What are the Types of Depression?

Depression affects people differently. Regardless of what type of depression a person is experiencing and how they are experiencing it, it is primordial to take it seriously. Here are some of the different types of depression:

Seasonal Affective Depression

Seasonal affective depression seems to have a seasonal pattern. It is often triggered by a reduction in daylight hours occurring during fall and winter. Because of this light deficiency, symptoms of depression may arise.

Seasonal affective depression occurring in spring and summer is also not unheard of.

Major Depressive Episode

When several symptoms of depression are present (more than 5) and have been experienced for at least 2 weeks, a diagnosis of major depressive episode can be made, especially if these symptoms have had significant consequences on the way you normally live your life.

A false sense of worthlessness, self-depreciating thoughts and severe delusions (even psychosis) can be associated with this kind of episode.

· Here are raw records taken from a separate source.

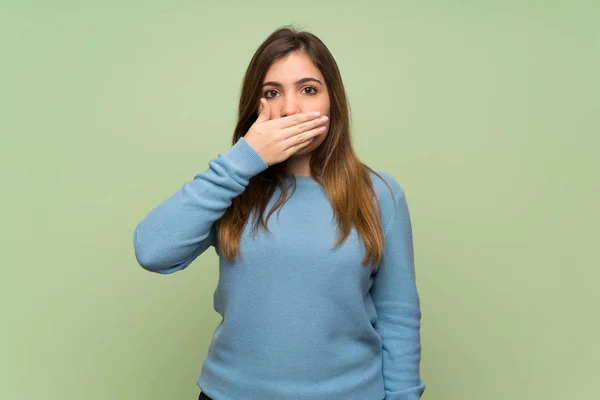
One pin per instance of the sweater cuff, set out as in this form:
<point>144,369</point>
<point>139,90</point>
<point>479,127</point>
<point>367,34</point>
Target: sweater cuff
<point>245,158</point>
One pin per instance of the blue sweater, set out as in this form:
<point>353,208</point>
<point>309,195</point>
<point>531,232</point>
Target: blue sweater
<point>301,321</point>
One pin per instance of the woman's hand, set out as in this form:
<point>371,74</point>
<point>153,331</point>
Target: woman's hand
<point>275,140</point>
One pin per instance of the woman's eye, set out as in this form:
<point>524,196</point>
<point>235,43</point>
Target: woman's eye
<point>268,92</point>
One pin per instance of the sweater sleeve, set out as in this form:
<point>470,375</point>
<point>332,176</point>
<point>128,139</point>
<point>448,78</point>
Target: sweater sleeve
<point>396,301</point>
<point>181,228</point>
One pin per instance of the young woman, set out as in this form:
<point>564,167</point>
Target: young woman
<point>316,269</point>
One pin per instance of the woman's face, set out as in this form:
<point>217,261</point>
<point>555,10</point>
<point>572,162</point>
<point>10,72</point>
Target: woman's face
<point>295,85</point>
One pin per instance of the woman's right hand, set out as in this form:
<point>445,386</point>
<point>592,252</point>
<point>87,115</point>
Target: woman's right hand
<point>275,140</point>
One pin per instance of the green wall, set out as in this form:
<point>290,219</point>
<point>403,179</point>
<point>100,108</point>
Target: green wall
<point>487,113</point>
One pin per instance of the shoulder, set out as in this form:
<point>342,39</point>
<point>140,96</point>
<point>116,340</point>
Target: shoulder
<point>388,189</point>
<point>385,185</point>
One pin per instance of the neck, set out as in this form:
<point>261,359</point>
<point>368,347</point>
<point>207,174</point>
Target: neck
<point>299,165</point>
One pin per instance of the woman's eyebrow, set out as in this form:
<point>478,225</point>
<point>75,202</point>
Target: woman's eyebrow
<point>298,82</point>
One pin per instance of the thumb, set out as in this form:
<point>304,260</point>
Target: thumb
<point>264,111</point>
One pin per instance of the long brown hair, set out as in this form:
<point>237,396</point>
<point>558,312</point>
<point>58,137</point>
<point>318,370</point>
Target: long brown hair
<point>334,164</point>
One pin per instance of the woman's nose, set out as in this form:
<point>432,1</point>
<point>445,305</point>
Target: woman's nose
<point>290,107</point>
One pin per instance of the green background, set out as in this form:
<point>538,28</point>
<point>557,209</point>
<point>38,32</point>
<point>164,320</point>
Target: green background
<point>487,113</point>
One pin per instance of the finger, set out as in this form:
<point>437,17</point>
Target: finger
<point>295,119</point>
<point>298,140</point>
<point>303,127</point>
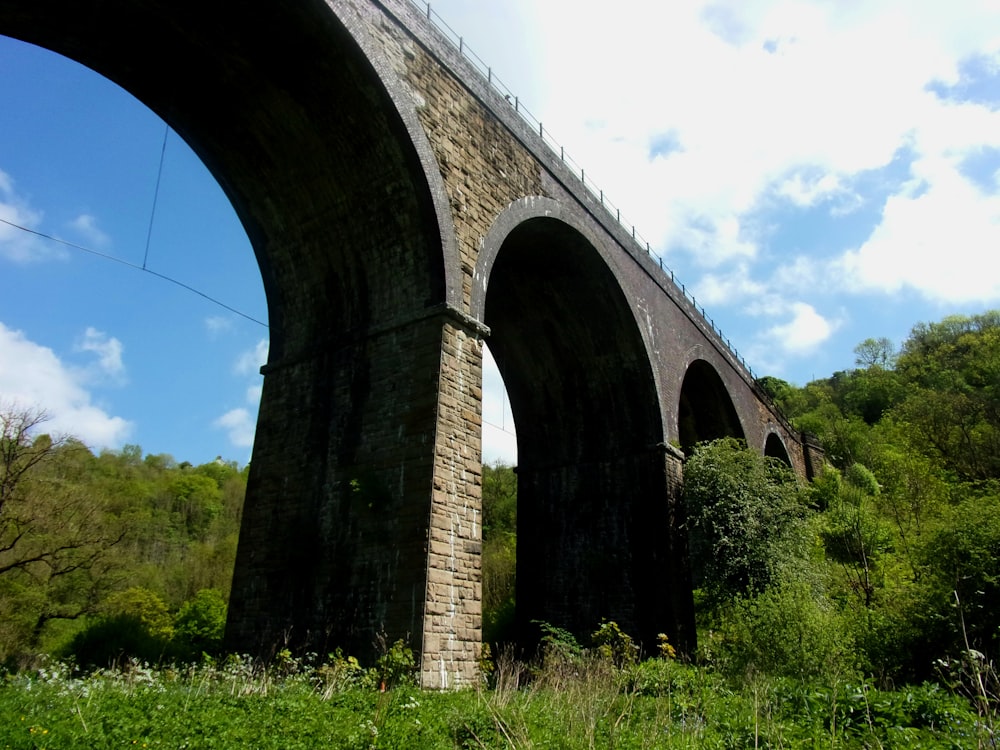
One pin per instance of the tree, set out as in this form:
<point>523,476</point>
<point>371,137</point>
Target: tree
<point>878,352</point>
<point>54,534</point>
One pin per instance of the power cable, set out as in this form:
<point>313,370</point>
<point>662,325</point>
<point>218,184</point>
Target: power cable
<point>156,194</point>
<point>142,268</point>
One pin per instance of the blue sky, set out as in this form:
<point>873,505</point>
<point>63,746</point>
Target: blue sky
<point>815,172</point>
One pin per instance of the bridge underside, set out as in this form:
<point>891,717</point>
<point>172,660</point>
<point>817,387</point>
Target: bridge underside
<point>366,214</point>
<point>597,487</point>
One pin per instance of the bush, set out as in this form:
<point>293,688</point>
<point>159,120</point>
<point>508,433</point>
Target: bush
<point>201,623</point>
<point>743,511</point>
<point>114,640</point>
<point>787,631</point>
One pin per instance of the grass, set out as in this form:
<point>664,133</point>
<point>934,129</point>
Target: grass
<point>580,702</point>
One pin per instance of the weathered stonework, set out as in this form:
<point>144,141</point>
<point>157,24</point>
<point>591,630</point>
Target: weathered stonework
<point>402,214</point>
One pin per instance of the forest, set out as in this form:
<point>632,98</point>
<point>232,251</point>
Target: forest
<point>884,571</point>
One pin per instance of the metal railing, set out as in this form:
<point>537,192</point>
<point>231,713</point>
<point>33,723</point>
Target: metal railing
<point>536,125</point>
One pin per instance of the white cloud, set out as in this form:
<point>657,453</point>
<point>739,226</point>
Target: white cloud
<point>109,354</point>
<point>217,324</point>
<point>771,98</point>
<point>17,245</point>
<point>32,375</point>
<point>499,437</point>
<point>240,426</point>
<point>250,361</point>
<point>86,226</point>
<point>727,288</point>
<point>803,333</point>
<point>939,236</point>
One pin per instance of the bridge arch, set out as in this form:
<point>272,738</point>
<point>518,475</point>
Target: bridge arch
<point>594,509</point>
<point>320,151</point>
<point>705,410</point>
<point>774,447</point>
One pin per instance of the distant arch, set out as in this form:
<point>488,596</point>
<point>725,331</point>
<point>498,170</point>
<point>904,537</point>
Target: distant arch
<point>774,447</point>
<point>582,389</point>
<point>705,409</point>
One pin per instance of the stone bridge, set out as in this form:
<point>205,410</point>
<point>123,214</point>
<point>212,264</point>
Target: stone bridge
<point>403,213</point>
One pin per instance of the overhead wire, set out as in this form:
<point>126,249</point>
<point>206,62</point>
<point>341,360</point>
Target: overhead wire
<point>137,267</point>
<point>156,194</point>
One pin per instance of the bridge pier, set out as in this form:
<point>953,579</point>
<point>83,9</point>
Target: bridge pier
<point>363,501</point>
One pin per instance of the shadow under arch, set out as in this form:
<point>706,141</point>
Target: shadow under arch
<point>706,410</point>
<point>775,448</point>
<point>323,161</point>
<point>595,513</point>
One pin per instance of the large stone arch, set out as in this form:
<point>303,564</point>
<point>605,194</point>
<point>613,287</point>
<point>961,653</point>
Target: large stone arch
<point>596,482</point>
<point>320,151</point>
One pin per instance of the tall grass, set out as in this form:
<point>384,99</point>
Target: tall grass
<point>578,701</point>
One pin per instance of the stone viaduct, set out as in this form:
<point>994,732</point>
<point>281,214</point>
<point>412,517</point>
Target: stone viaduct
<point>402,213</point>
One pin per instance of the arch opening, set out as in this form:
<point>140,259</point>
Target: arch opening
<point>305,138</point>
<point>775,448</point>
<point>706,410</point>
<point>591,490</point>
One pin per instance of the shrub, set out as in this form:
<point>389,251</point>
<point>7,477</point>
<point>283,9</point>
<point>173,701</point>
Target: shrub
<point>201,622</point>
<point>113,640</point>
<point>786,631</point>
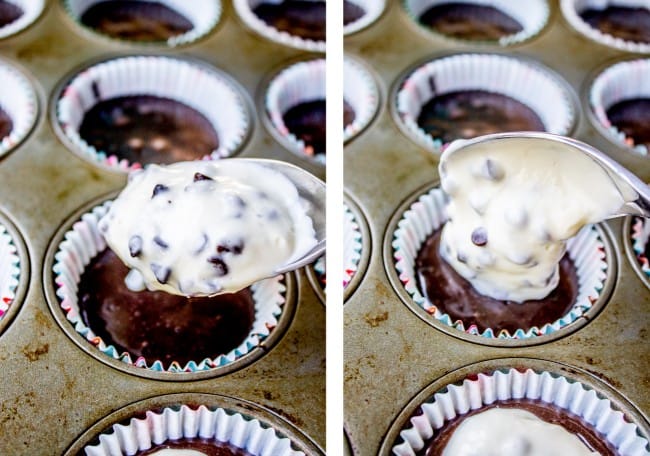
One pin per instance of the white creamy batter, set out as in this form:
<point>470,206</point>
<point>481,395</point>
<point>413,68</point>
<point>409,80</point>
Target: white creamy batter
<point>201,228</point>
<point>513,204</point>
<point>512,432</point>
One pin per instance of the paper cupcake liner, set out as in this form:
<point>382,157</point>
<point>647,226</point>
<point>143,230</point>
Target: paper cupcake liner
<point>299,83</point>
<point>203,14</point>
<point>427,214</point>
<point>244,9</point>
<point>18,100</point>
<point>191,84</point>
<point>32,9</point>
<point>531,84</point>
<point>619,82</point>
<point>373,10</point>
<point>361,92</point>
<point>532,15</point>
<point>571,8</point>
<point>84,241</point>
<point>487,388</point>
<point>221,425</point>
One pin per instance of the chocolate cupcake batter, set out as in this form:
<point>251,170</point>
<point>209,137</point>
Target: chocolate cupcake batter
<point>9,12</point>
<point>632,117</point>
<point>307,122</point>
<point>547,412</point>
<point>159,325</point>
<point>452,294</point>
<point>147,129</point>
<point>302,18</point>
<point>466,114</point>
<point>630,24</point>
<point>136,20</point>
<point>470,22</point>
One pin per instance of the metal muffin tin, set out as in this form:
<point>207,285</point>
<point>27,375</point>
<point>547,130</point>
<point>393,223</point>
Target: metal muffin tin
<point>391,354</point>
<point>52,391</point>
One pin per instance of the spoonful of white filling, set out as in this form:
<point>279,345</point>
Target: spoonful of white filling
<point>514,200</point>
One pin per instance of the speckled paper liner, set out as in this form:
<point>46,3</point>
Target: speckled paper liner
<point>570,9</point>
<point>532,15</point>
<point>361,92</point>
<point>83,241</point>
<point>203,14</point>
<point>529,83</point>
<point>173,423</point>
<point>244,9</point>
<point>482,389</point>
<point>191,83</point>
<point>373,9</point>
<point>32,10</point>
<point>299,83</point>
<point>427,214</point>
<point>621,81</point>
<point>17,99</point>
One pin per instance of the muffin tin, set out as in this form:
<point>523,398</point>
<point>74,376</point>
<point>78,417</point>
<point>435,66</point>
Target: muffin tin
<point>391,353</point>
<point>53,391</point>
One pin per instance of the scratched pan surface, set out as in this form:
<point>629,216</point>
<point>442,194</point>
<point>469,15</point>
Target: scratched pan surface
<point>391,354</point>
<point>51,391</point>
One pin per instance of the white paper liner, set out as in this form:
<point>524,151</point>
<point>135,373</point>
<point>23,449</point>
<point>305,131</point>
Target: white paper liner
<point>427,214</point>
<point>9,270</point>
<point>32,9</point>
<point>622,81</point>
<point>18,100</point>
<point>84,241</point>
<point>299,83</point>
<point>571,8</point>
<point>203,14</point>
<point>361,92</point>
<point>244,9</point>
<point>188,83</point>
<point>591,406</point>
<point>532,15</point>
<point>531,84</point>
<point>250,434</point>
<point>373,9</point>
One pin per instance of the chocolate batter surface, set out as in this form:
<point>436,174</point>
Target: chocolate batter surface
<point>307,122</point>
<point>158,325</point>
<point>452,294</point>
<point>301,18</point>
<point>470,22</point>
<point>632,117</point>
<point>466,114</point>
<point>147,129</point>
<point>547,412</point>
<point>136,20</point>
<point>630,24</point>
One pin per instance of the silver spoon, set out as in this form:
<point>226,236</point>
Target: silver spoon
<point>634,191</point>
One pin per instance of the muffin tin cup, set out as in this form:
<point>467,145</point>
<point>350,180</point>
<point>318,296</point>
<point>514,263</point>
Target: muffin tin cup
<point>531,15</point>
<point>188,81</point>
<point>153,421</point>
<point>203,14</point>
<point>79,240</point>
<point>362,94</point>
<point>244,9</point>
<point>424,213</point>
<point>526,81</point>
<point>485,383</point>
<point>300,82</point>
<point>621,81</point>
<point>570,9</point>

This disorder can be a once-in-a-lifetime episode, or can be a recurrent event in the course of one’s life.

Dysthymic Disorder

It is a case of chronic depression in which people experience low moods for a long time. One can be diagnosed with dysthymia at least 2 years after exhibiting continuous symptoms such as insomnia, lack of appetite, poor self-esteem or no or little interest and joy in life.

It is a condition that can go for so long, that people suffering from dysthymia may mistakenly think it is a quirk of their own personality, and thus are able to function ‘normally’, thinking this is just the way they are, without ever seeking help or treatment.

Postpartum Depression

Postpartum depression typically occurs 3 month after giving birth, but can show up in the year following. It is a disorder that goes beyond the normal stress and exhaustion of new parenthood – it prevents the mother from accomplishing daily, basic tasks. It is a disorder resulting from hormonal changes, emotional and environmental factors (such as new, stressful new life circumstances), and sometimes, genetic factors.